A Comprehensive Overview of Genetic and Environmental Influences in Autism Spectrum Disorder Etiology: Processes, Interplay, and Prospects for Future Research

Backgrounds: Autism Spectrum Disorder (ASD) is a complex and varied neurodevelopmental condition marked by challenges in social communication and the presence of restricted, repetitive behaviors. Its increasing global prevalence highlights a crucial public health need to understand its origins. Modern research has moved beyond the traditional “nature versus nurture” debate, demonstrating that ASD results from dynamic interactions between genetic susceptibility and environmental factors, which influence brain development during sensitive prenatal and early postnatal periods. This review consolidates current knowledge on genetic and environmental risks, examines biological mechanisms, and identifies directions for future research.

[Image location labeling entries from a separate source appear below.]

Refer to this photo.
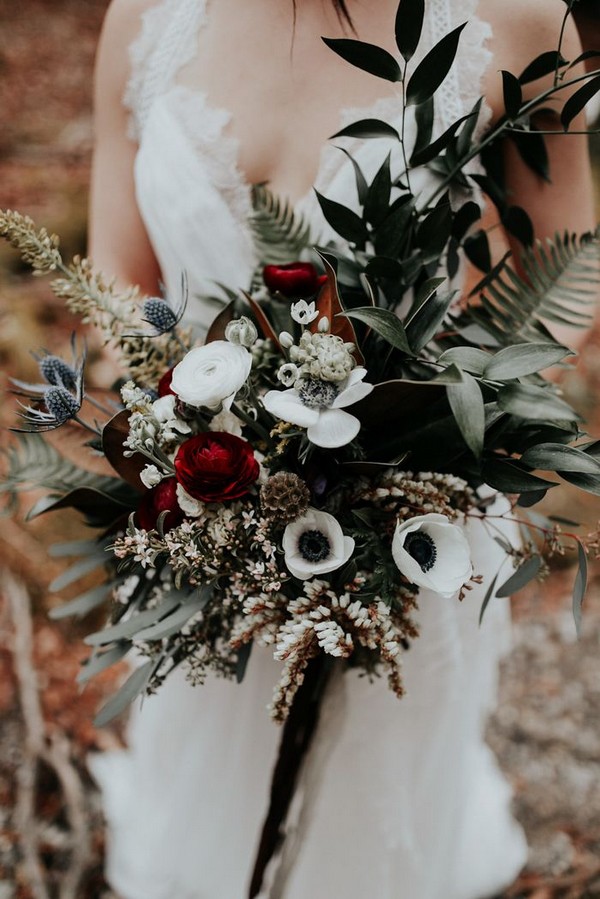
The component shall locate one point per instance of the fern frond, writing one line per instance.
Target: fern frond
(34, 463)
(280, 234)
(561, 278)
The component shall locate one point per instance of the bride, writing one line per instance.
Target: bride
(196, 101)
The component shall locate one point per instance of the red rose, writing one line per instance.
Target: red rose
(216, 466)
(164, 385)
(162, 498)
(295, 280)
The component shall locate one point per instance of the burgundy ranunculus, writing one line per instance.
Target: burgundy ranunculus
(295, 280)
(164, 385)
(162, 498)
(215, 466)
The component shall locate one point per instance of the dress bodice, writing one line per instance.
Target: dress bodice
(194, 199)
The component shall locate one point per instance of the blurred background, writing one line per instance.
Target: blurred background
(547, 729)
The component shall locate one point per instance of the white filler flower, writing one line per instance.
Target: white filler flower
(431, 552)
(319, 405)
(315, 544)
(211, 375)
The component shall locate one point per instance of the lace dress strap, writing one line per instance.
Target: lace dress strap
(166, 42)
(463, 86)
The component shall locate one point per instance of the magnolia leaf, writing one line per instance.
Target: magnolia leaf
(114, 435)
(467, 406)
(525, 573)
(468, 358)
(344, 221)
(524, 359)
(81, 605)
(579, 586)
(367, 128)
(409, 25)
(433, 69)
(536, 403)
(135, 684)
(544, 64)
(513, 94)
(578, 101)
(330, 305)
(385, 323)
(366, 56)
(557, 457)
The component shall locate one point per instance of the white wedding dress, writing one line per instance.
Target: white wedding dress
(398, 799)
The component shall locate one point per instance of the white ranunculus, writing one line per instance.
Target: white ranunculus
(211, 375)
(432, 552)
(315, 544)
(321, 410)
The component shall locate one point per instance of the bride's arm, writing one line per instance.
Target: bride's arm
(118, 243)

Methods: A thorough narrative review was performed by systematically searching PubMed, Scopus, and Google Scholar for peer-reviewed articles published between ۲۰۱۰ and ۲۰۲۵. Search terms included combinations such as “autism spectrum disorder,” “etiology,” “genetics,” “environment,” “gene-environment interaction,” and “epigenetics.” Articles were chosen based on relevance, study design, and scientific impact, with emphasis on meta-analyses, large cohort studies, and experimental models. Results: The genetic basis of ASD is highly diverse, involving rare, impactful de novo mutations, inherited common variants that add to polygenic risk, and syndromic forms. Well-supported environmental risk factors include advanced parental age, maternal immune activation, prenatal exposure to teratogens like valproate, and certain pregnancy complications. Importantly, gene-environment interactions are significant, where genetic predisposition increases vulnerability to environmental factors. Epigenetic mechanisms, such as DNA methylation changes in immune and synaptic pathways, appear to be key in mediating these interactions. Conclusion: Evidence supports a “multi-hit” model, where combined genetic and environmental risks disrupt specific neurodevelopmental pathways. Key challenges include determining causality for environmental factors, defining precise timing of exposures, and integrating multi-omics data across varied populations. Future research should focus on large prospective birth cohorts with detailed phenotypic data, advanced experimental models to test interactions, and greater inclusion of diverse global populations. A deeper understanding is necessary to advance toward personalized risk assessment and prevention strategies.